You really want long (15 characters long) complex passwords because you never know how long a newly created account will sit around waiting for the user to reset the password of it. You can read many books about it why complex and random passwords are needed.

I tell you the whole code upfront and then explain the bits, like in every Columbo episode, they show you the buildup and the murder and then Columbo solves the puzzle in front of your eyes.... Peter Falk was awesome in that character!

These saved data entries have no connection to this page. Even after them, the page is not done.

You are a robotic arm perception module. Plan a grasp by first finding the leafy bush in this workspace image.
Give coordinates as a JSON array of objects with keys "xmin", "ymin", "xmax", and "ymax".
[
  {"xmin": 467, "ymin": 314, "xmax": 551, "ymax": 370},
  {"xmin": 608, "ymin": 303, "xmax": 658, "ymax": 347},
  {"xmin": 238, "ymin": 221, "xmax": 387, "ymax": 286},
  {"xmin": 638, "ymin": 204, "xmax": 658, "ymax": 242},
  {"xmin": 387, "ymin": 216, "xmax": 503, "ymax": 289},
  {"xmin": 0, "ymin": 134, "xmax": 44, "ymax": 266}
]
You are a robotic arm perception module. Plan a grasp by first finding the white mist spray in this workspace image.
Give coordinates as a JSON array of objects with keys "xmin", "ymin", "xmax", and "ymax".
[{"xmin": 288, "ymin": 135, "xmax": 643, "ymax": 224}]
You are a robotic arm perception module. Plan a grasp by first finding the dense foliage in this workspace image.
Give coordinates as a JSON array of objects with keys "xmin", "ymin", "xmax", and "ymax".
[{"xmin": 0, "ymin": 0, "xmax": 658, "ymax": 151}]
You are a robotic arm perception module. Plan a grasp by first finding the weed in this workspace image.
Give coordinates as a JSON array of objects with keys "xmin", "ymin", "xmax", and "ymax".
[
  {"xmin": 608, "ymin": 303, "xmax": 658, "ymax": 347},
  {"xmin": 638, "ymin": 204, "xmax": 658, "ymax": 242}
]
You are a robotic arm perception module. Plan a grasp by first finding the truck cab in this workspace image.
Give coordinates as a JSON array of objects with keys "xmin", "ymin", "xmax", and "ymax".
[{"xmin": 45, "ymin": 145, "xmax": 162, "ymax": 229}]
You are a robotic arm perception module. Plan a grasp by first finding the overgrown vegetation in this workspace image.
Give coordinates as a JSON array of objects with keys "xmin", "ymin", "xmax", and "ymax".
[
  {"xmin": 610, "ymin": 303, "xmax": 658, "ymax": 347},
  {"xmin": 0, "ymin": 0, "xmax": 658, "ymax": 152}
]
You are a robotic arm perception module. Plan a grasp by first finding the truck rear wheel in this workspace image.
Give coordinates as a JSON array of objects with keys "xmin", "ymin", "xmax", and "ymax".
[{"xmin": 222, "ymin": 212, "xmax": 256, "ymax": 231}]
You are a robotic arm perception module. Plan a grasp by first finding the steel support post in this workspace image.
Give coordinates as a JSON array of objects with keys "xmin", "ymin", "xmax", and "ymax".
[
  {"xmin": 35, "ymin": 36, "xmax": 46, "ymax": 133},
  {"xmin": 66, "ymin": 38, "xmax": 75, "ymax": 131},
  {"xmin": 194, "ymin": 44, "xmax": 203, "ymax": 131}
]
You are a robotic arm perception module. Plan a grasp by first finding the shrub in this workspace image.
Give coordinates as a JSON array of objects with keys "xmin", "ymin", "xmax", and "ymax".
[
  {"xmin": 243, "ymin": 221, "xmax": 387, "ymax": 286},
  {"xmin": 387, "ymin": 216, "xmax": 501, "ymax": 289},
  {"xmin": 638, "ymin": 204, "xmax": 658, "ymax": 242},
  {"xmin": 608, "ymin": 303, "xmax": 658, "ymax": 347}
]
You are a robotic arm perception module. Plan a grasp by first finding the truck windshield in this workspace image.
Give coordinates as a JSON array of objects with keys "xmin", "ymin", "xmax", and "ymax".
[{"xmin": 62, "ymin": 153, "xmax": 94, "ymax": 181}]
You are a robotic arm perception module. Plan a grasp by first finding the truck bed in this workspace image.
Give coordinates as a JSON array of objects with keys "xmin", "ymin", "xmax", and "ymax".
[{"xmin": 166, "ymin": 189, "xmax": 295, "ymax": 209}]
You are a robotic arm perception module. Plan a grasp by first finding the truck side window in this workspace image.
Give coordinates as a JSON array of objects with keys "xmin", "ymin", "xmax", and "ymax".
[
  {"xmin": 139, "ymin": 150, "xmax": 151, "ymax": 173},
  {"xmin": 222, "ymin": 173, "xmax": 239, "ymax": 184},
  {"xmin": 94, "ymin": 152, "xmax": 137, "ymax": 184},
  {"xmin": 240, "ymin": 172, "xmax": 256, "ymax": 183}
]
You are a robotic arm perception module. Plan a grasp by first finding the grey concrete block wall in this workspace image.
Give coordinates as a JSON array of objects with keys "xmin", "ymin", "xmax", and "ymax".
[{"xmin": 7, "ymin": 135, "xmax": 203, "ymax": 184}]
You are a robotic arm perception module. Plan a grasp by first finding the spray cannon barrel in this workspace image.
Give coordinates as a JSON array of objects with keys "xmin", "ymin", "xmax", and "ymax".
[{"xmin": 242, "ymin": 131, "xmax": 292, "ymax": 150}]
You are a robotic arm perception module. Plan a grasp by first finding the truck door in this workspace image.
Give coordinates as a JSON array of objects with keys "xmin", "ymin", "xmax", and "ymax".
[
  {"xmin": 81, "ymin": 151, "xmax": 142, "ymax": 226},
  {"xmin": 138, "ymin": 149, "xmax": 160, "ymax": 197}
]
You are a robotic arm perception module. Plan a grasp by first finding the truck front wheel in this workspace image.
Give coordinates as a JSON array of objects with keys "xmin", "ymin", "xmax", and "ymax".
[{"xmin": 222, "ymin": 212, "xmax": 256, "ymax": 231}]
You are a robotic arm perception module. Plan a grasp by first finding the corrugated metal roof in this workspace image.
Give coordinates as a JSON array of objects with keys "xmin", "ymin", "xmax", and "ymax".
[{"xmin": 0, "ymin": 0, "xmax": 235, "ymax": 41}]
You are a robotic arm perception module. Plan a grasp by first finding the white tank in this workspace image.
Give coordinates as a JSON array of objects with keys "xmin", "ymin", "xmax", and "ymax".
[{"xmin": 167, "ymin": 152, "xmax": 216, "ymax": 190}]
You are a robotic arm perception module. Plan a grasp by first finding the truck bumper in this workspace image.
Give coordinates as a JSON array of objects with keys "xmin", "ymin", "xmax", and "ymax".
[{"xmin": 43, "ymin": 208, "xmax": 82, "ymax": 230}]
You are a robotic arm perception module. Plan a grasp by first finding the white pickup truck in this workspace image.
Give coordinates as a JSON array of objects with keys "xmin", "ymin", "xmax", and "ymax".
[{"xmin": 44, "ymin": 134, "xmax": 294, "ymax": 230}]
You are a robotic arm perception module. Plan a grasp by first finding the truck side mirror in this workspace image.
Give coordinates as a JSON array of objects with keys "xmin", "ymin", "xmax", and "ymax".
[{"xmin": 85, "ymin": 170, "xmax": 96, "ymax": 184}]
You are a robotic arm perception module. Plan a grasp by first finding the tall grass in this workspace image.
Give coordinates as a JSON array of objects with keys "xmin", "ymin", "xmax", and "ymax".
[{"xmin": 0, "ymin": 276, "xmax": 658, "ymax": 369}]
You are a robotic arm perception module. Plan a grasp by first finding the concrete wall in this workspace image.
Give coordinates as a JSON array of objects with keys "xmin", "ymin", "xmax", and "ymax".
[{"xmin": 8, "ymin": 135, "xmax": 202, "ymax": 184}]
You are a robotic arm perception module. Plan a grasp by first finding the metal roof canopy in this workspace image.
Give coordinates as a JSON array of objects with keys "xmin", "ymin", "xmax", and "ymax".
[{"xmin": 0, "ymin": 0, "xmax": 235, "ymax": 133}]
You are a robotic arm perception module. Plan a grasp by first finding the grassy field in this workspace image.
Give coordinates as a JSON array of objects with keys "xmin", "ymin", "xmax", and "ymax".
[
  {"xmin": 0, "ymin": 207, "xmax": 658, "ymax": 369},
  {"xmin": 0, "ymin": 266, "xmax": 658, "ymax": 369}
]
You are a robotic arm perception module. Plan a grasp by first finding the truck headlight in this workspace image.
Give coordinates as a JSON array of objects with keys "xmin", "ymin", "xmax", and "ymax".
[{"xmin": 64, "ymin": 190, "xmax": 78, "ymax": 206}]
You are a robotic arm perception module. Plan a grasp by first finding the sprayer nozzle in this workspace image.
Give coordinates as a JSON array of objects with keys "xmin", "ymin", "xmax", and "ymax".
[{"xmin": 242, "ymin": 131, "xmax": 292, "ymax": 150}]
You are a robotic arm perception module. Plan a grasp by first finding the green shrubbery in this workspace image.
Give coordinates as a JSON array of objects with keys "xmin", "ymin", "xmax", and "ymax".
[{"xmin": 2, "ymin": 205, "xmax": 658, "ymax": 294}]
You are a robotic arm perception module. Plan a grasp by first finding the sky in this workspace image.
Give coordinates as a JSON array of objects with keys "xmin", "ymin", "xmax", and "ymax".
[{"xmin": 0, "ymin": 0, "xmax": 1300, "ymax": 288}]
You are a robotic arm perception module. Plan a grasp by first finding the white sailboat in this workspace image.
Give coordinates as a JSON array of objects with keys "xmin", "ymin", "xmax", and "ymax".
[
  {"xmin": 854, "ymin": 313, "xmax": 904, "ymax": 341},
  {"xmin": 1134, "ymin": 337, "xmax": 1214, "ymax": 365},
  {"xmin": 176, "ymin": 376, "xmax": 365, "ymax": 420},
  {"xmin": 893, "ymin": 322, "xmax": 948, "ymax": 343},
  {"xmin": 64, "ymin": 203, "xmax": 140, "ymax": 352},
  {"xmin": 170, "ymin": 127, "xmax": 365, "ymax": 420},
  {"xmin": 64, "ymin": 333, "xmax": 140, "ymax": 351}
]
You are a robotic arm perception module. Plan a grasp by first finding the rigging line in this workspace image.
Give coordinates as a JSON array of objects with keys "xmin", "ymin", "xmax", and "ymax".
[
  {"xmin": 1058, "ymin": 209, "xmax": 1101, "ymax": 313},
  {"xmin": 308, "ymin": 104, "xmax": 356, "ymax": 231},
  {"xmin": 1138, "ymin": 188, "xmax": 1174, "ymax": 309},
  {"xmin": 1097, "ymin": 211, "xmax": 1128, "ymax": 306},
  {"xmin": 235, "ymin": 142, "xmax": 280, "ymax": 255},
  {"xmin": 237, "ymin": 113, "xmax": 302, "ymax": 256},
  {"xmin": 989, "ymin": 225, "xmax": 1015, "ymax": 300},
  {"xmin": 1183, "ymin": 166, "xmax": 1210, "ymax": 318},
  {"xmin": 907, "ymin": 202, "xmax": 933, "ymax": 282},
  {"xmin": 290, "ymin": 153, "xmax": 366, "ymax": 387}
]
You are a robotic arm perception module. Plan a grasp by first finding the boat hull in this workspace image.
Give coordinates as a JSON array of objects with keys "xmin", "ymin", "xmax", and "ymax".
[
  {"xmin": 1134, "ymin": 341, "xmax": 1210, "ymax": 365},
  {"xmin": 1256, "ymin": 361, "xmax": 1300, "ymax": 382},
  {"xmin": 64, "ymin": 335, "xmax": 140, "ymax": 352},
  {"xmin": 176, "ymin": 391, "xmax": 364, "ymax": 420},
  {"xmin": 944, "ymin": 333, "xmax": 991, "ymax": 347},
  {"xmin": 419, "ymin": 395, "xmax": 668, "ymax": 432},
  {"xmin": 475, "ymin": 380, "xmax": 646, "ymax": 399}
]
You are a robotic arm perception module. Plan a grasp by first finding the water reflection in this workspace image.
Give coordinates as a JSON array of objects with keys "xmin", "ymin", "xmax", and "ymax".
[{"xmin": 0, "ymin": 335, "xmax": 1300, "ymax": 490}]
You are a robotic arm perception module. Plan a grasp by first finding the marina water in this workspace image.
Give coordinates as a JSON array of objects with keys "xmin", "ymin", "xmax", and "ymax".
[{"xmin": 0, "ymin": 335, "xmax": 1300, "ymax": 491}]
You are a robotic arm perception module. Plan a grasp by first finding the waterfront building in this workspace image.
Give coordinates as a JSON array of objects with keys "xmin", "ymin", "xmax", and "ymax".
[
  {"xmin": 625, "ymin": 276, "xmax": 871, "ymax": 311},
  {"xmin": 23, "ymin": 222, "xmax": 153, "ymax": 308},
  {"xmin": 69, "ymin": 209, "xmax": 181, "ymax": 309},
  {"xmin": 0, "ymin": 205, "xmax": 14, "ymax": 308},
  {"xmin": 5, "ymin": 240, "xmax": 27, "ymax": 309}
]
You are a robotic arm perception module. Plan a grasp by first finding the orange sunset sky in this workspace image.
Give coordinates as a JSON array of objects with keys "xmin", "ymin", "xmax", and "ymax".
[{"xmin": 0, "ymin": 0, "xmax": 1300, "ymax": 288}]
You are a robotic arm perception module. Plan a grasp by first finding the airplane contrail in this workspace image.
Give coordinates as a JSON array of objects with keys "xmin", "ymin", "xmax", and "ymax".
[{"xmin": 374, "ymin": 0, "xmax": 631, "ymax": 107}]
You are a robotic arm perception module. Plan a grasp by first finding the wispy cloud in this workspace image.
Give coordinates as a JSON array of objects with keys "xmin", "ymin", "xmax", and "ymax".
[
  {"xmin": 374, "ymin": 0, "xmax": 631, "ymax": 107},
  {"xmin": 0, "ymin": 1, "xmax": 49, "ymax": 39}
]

The random password generator itself:
[string]::join("",((48..57) + (65..90) + (97..122) | Get-Random -count 15 | %{[char]$_}))

The bits of the oneliner

Passwords need characters, the easiest way to generate some is from the ASCII table. In Powershell you can generate a list of numbers on the fly when you define an array, these can be the ASCII codes of characters:
  • ASCII codes for all lowercase letters: (97..122)
  • ASCII codes for all uppercase letters: (65..90)
  • ASCII codes for all numbers from 0 to 9: (48..57)
You can see there are gaps in the list of ASCII codes of lowercase, uppercase letters and numbers. To make these 3 arrays of numbers look like one array, just add them up together:
(48..57) + (65..90) + (97..122)


Array of ASCII numbers for random password


Nice, we have a list of ASCII codes for all characters we want to chose from, let's pick random ones, 15 of them:
Get-Random -count 15


Then pipe these through to a foreach loop and convert the numbers to characters:
%{[char]$_}

Taking 15 random numbers of the ASCII arrays and converting to characters


Good, we have a random list of characters in an array, but I need it in one long string so I can use it as a real password. For this purpose, we can use the join function of the [string] type with no delimiter:
[string]::join("",...

There you go, you now have your handcrafted random password generator.